Yann Colliou,
Responsable du Programme Accès à la Justice (A2J) de Tdh
«La justice pour les enfants et les jeunes reste un véritable enjeu: on estime à plus d’un million le nombre d’enfants dans le monde privés de liberté. Plus de 70% d’entre eux sont en attente de jugement.»
«La justice pour les enfants et les jeunes reste un véritable enjeu: on estime à plus d’un million le nombre d’enfants dans le monde privés de liberté. Plus de 70% d’entre eux sont en attente de jugement. Le temp maximum de détention préventive n’est souvent pas respecté, les conditions de détention peuvent être effroyables, les taux de récidive sont importants et peu d’enfants bénéficient d’une aide juridique spécialisée.
Une justice formelle qui n’atteint pas toute la population
La communauté internationale et les pouvoirs locaux se concentrent généralement sur des programmes de soutien aux institutions officielles et négligent les systèmes traditionnels de justice – c’est-à-dire qui ne relèvent pas de l’Etat. Or, la justice étatique est souvent géographiquement inaccessible et considérée comme corrompue. Les décisions de justice mettent beaucoup de temps à être rendues et ne sont pas toujours culturellement adaptées. Les systèmes traditionnels de gestion de conflits communautaires ont quant à eux la confiance d’une grande partie de la population. Il n’existe donc pas un système de justice pour tous.

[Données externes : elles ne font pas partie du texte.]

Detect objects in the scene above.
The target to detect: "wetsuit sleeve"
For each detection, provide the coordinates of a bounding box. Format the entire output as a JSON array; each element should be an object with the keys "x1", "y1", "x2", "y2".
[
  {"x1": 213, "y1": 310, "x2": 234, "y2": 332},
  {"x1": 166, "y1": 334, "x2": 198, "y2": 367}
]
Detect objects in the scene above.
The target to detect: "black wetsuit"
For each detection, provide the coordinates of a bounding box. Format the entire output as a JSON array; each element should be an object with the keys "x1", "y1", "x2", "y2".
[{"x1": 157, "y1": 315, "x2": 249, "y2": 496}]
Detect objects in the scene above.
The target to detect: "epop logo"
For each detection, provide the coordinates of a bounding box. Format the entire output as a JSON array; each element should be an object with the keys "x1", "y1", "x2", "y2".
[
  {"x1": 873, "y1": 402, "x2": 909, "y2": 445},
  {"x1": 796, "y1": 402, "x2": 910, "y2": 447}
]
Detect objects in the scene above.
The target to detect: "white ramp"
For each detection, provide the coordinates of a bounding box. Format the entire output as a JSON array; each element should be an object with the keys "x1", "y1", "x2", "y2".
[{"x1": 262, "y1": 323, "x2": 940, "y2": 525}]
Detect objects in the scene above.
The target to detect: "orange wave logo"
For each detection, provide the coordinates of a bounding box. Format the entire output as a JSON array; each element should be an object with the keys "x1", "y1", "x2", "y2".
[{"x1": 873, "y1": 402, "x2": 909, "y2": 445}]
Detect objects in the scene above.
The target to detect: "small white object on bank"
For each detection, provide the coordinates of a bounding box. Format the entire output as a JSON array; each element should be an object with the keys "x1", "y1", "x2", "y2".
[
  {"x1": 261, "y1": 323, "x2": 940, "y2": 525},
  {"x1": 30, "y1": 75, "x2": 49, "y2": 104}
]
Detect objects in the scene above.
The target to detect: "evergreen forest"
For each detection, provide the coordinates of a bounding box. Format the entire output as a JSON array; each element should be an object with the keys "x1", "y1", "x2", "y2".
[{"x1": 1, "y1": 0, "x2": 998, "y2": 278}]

Je travaille sur le sujet de la justice traditionnelle depuis de nombreuses années. J’ai pu observer de la réticence de la part des représentants de la justice d’Etat, mais également du respect envers la justice traditionnelle à laquelle ils ont eux-mêmes parfois recours. Dans certains contextes, il arrive que juges et procureurs consultent systématiquement les représentants de la communauté avant de prendre des décisions. Les acteurs traditionnels ont également la volonté de partager leurs pratiques, de les rendre plus transparentes et de collaborer avec les systèmes de justice d’Etat.
Beaucoup de scepticisme entoure toujours cette thématique. Dans la justice coutumière, certaines pratiques vont à l’encontre des droits humains. Il ne s’agit pas de nier l’existence de ces manquements et dérives, mais d’y apporter des réponses.
Une approche hybride
Tdh cherche à offrir un meilleur accès à la justice pour les enfants et les jeunes en rapprochant les systèmes de justice formels et informels et en instaurant une collaboration entre les différents acteurs. Pour cela, nous explorons trois hypothèses:
1. La première est d’avoir une meilleure connaissance et reconnaissance des bonnes pratiques des systèmes de justice coutumière, dans le respect des droits de l’homme.
2. La seconde est qu’une meilleure collaboration des acteurs officiels et traditionnels doit contribuer à se rapprocher et à apporter d’autres réponses que des mesures répressives.
3. La troisième hypothèse estime qu’un ajustement des législations permettrait d’établir des relations formelles entre les acteurs de la justice officielle et les acteurs de la justice coutumière.
Les résultats obtenus par Terre des hommes
Les recherches et projets menés par Tdh au Moyen-Orient, en Amérique latine, en Afrique et en Asie depuis plusieurs années dans le domaine de la justice traditionnelle sont très encourageants. Ils nous permettent de démontrer de véritables avancées:
- Nous constatons une augmentation de la participation des enfants dans les mécanismes de gestion de conflits traditionnels ;
- L’intérêt supérieur de l’enfant est de plus en plus pris en compte dans les décisions ;
- La collaboration entre les acteurs de la justice formelle et informelle s’améliore.»